Post by Lorenzo Luciani

Dipendente presso Fidelitas S.p.A.

HESS PART 1 “I shall consider this paper an essay in geopoetry.” So said the author of the most cited work in solid-earth geophysics between 1966 and 1968, entitled “History of Ocean Basins,” published in 1962. Harry Hammond Hess (1906–1969) was responsible for introducing this neologism to define the spreading of the ocean floor, characterized by the birth and destruction of the Earth’s crust: a context that inspired his poetic vision. Born in New York, Hess entered Yale University in 1923 as an electrical engineering student, but soon turned to geology. After graduating in 1927, he undertook two arduous years of geological surveying in Northern Rhodesia, now Zambia. In 1929, he began his doctoral studies at Princeton University, culminating in 1932 with a dissertation summarizing his field and laboratory work on a body of altered peridotite outcropping at Schuyler, Virginia. Together with William Maurice Ewing (1906–1974), Hess had participated the previous year aboard a submarine in a submarine gravity survey in the West Indies, under the supervision of Felix Andries Vening Meinesz (1887–1966). This experience would lead to the publication in 1938 of his first major work, on island arcs and their origin, and the rank of lieutenant. For twenty years, beginning as a doctoral candidate, Hess conducted detailed mineralogical studies of pyroxenes in mafic and ultramafic magmas, clarifying their paragenetic relationships and introducing unit-cell analysis of orthopyroxenes and clinopyroxenes by X-ray diffractometry.

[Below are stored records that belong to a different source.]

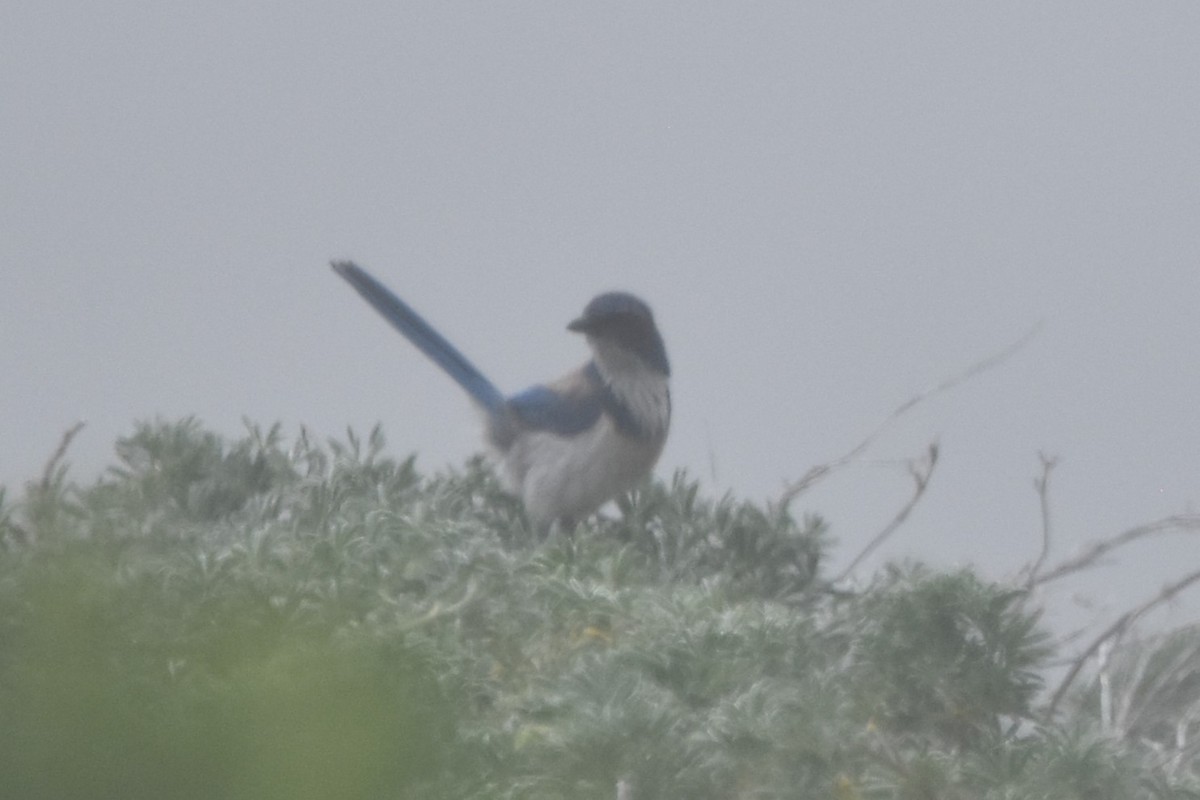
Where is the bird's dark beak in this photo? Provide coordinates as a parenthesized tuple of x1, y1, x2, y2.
(567, 317, 589, 333)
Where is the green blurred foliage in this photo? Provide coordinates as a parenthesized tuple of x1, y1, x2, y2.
(1, 419, 1197, 799)
(0, 527, 449, 800)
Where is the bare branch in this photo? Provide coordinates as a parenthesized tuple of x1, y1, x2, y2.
(1030, 515, 1200, 588)
(1023, 452, 1059, 588)
(1111, 636, 1156, 734)
(1098, 639, 1113, 731)
(779, 321, 1041, 504)
(834, 442, 939, 583)
(1047, 567, 1200, 718)
(38, 421, 86, 491)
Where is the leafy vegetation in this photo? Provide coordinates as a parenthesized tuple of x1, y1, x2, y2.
(1, 419, 1196, 799)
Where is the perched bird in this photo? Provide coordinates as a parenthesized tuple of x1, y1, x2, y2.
(332, 261, 671, 528)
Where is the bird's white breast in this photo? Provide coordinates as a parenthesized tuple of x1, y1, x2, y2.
(500, 414, 664, 527)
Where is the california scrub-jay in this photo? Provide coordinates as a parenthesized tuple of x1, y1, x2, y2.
(332, 261, 671, 529)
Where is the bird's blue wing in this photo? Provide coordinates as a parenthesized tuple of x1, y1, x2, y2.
(507, 383, 603, 436)
(332, 261, 507, 415)
(507, 362, 661, 440)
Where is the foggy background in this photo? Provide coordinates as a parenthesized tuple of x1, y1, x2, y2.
(4, 4, 1198, 634)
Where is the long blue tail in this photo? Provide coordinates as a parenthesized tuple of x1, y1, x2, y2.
(332, 261, 507, 415)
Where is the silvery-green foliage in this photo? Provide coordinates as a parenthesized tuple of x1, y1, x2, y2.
(0, 419, 1195, 800)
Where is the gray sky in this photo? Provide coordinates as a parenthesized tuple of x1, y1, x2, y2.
(4, 4, 1198, 634)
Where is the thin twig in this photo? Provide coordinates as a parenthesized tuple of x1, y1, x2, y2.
(1024, 452, 1059, 588)
(1043, 626, 1093, 664)
(1030, 515, 1200, 588)
(39, 421, 86, 491)
(1111, 636, 1155, 734)
(1046, 567, 1200, 718)
(1098, 639, 1113, 731)
(779, 322, 1041, 504)
(834, 442, 939, 583)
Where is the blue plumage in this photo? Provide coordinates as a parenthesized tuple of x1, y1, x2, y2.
(332, 260, 671, 528)
(332, 262, 506, 415)
(508, 385, 602, 437)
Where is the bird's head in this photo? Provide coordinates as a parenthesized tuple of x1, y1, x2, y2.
(568, 292, 669, 377)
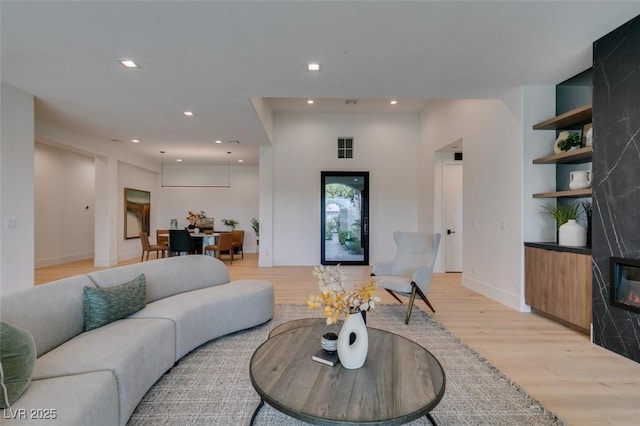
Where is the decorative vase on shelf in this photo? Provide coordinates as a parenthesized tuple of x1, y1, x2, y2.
(337, 312, 368, 369)
(170, 219, 178, 230)
(559, 219, 587, 247)
(569, 170, 592, 190)
(553, 131, 570, 154)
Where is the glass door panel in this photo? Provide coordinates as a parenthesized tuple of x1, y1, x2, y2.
(321, 171, 369, 265)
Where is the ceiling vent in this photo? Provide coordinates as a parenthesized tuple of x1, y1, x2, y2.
(109, 139, 123, 143)
(345, 99, 358, 105)
(227, 140, 240, 144)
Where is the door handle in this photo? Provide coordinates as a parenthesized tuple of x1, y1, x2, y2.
(363, 217, 369, 236)
(447, 229, 456, 235)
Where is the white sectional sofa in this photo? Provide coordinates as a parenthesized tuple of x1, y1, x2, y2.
(0, 255, 274, 425)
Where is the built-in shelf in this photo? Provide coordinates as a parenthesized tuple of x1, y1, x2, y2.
(533, 188, 592, 198)
(532, 104, 592, 130)
(533, 146, 593, 164)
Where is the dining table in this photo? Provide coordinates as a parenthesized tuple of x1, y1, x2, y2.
(159, 232, 220, 255)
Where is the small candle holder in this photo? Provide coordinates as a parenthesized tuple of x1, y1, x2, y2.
(320, 332, 338, 353)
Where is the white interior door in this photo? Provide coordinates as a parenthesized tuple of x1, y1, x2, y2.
(444, 163, 463, 272)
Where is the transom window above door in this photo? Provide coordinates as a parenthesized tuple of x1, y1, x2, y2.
(337, 137, 353, 159)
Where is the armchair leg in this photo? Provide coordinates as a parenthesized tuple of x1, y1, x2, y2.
(414, 285, 436, 313)
(405, 285, 418, 324)
(385, 288, 405, 304)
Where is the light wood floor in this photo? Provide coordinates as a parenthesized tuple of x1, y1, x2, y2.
(35, 254, 640, 425)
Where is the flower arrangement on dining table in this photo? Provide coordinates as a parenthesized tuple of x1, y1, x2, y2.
(306, 265, 381, 325)
(186, 210, 207, 226)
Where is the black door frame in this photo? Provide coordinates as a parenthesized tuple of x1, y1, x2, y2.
(320, 171, 369, 265)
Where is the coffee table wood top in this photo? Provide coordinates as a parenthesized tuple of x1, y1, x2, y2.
(250, 319, 446, 425)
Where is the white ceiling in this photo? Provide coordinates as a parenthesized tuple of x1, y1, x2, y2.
(2, 1, 639, 166)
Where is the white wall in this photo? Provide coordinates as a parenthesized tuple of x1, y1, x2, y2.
(272, 112, 420, 265)
(522, 86, 557, 243)
(419, 92, 526, 310)
(157, 165, 260, 254)
(34, 142, 95, 267)
(0, 83, 35, 294)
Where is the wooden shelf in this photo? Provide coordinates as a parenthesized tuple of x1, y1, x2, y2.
(533, 146, 593, 164)
(533, 104, 592, 130)
(533, 188, 592, 198)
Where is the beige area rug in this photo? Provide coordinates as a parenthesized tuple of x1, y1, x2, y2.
(128, 304, 564, 425)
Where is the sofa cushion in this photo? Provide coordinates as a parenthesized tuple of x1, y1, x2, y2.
(32, 318, 175, 426)
(83, 273, 146, 331)
(0, 275, 95, 357)
(87, 255, 230, 302)
(132, 279, 274, 358)
(0, 322, 36, 408)
(2, 372, 118, 426)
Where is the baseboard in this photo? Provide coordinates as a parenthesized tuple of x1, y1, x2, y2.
(461, 275, 521, 311)
(119, 249, 141, 263)
(35, 252, 94, 268)
(94, 256, 119, 267)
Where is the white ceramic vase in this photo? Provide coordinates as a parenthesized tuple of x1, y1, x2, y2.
(569, 170, 592, 190)
(337, 312, 368, 369)
(554, 131, 570, 154)
(559, 219, 586, 247)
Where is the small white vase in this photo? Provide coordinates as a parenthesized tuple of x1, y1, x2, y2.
(559, 219, 586, 247)
(337, 312, 368, 369)
(569, 170, 592, 190)
(554, 131, 570, 154)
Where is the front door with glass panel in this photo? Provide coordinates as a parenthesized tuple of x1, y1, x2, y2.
(321, 171, 369, 265)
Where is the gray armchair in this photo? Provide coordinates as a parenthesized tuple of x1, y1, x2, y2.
(371, 231, 441, 324)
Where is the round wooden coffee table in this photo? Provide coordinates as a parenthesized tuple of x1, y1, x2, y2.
(250, 319, 446, 425)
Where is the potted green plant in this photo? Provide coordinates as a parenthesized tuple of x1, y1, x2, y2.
(221, 218, 239, 230)
(250, 218, 259, 246)
(581, 201, 592, 247)
(557, 132, 582, 152)
(542, 202, 583, 244)
(542, 202, 581, 230)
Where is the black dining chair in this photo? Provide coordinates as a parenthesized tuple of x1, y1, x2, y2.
(168, 229, 196, 256)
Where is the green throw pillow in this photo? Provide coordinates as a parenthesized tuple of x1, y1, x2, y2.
(0, 322, 36, 408)
(83, 273, 147, 331)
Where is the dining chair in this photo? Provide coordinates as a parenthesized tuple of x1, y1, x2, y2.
(204, 232, 234, 264)
(168, 229, 196, 256)
(140, 232, 168, 261)
(371, 231, 441, 324)
(231, 229, 245, 259)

Peridotite was always the object of his profound scientific devotion, as he immediately realized that this mantle-derived rock held the key to understanding the deep structure of the Earth's crust and recognizing ancient mountain ranges. At the 17th International Geological Congress held in Moscow in 1939, Hess presented a paper on the relationships between island arcs, gravity anomalies, and peridotite. During the farewell banquet, a fearful silence fell over those present when, referring to the Ural Mountains, he curtly uttered the words: "Here is the revolution...", later specifying "the Hercynian revolution." This was followed by a wave of relief and cheers, as Stalinist dogma had not been challenged by his wit. Many of the conclusions of this report were later abandoned, but the central role of peridotite never faded in subsequent theories on the nature and behavior of the oceanic crust.